Matilde Schrøder (born 23 March 1996) is a Danish swimmer. She won a bronze medal at the 2016 World Championships in the 4x50 m medley.

Career 
Schrøder competed at the 2016 FINA World Championships. She finished 28th in the heats of the 100 metre breaststroke. She finished 30th in the heats of the 50 metre breaststroke. She competed with Mie Nielsen, Emilie Beckmann, and Jeanette Ottesen in the 4 × 50 metre medley relay, and they won the bronze medal.

She competed at the 2018 European Aquatics Championships. In the 50 metre breaststroke, she finished 14th in the heats and 7th in the semifinals. In the 100 metre breaststroke, she finished 15th in the heats and 8th in the semifinals.

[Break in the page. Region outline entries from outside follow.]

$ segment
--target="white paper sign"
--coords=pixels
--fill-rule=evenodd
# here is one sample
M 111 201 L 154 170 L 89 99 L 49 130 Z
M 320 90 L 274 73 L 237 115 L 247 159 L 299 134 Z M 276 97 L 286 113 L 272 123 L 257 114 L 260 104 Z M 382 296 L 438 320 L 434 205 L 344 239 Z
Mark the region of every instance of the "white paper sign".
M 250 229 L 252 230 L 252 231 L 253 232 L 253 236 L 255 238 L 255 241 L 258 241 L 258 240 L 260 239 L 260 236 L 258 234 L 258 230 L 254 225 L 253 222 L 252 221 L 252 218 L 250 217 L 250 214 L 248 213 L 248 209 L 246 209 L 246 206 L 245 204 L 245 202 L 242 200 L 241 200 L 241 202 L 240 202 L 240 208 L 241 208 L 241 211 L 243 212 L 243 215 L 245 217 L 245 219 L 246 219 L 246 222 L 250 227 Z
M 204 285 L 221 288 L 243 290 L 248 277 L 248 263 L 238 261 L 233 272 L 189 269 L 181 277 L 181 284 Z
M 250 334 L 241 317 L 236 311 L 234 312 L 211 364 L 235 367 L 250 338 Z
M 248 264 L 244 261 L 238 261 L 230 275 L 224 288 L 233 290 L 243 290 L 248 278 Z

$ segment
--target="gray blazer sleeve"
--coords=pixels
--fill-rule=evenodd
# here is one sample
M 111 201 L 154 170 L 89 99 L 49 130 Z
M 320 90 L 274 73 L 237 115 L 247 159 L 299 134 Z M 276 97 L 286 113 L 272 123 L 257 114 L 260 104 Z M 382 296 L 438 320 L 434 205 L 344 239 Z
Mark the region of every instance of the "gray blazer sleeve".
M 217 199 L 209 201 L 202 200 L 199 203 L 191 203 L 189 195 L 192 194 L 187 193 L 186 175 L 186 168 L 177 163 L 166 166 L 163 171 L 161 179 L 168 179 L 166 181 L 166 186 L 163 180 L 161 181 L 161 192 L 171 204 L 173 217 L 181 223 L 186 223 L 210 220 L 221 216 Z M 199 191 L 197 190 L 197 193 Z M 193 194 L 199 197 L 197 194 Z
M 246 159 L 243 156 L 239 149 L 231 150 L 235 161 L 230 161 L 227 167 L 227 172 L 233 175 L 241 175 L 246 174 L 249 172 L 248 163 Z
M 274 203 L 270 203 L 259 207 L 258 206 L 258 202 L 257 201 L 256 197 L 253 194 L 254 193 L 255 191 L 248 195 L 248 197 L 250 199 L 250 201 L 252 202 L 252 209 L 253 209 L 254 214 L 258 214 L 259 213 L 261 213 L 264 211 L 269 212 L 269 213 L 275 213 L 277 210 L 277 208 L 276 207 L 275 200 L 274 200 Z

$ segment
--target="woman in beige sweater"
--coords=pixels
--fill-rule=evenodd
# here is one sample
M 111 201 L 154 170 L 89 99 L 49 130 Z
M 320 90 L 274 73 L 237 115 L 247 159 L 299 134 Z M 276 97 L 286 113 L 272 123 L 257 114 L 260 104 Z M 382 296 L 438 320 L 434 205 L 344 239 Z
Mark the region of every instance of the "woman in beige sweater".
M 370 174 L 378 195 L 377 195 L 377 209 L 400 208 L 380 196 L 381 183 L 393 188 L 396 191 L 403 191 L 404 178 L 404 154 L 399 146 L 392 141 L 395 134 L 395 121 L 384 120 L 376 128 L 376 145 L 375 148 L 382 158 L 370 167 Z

She competed at the 2019 World Aquatics Championships. In the 50 metre breaststroke, she finished 27th in the heats. In the 100 metre breaststroke, she finished 29th in the heats. She competed with Mie Nielsen, Jeanette Ottesen, and Julie Kepp Jensen in the 4 × 100 metre medley relay where they finished 16th in the heats.

References 

1996 births
Living people
Danish female swimmers
Medalists at the FINA World Swimming Championships (25 m)
Place of birth missing (living people)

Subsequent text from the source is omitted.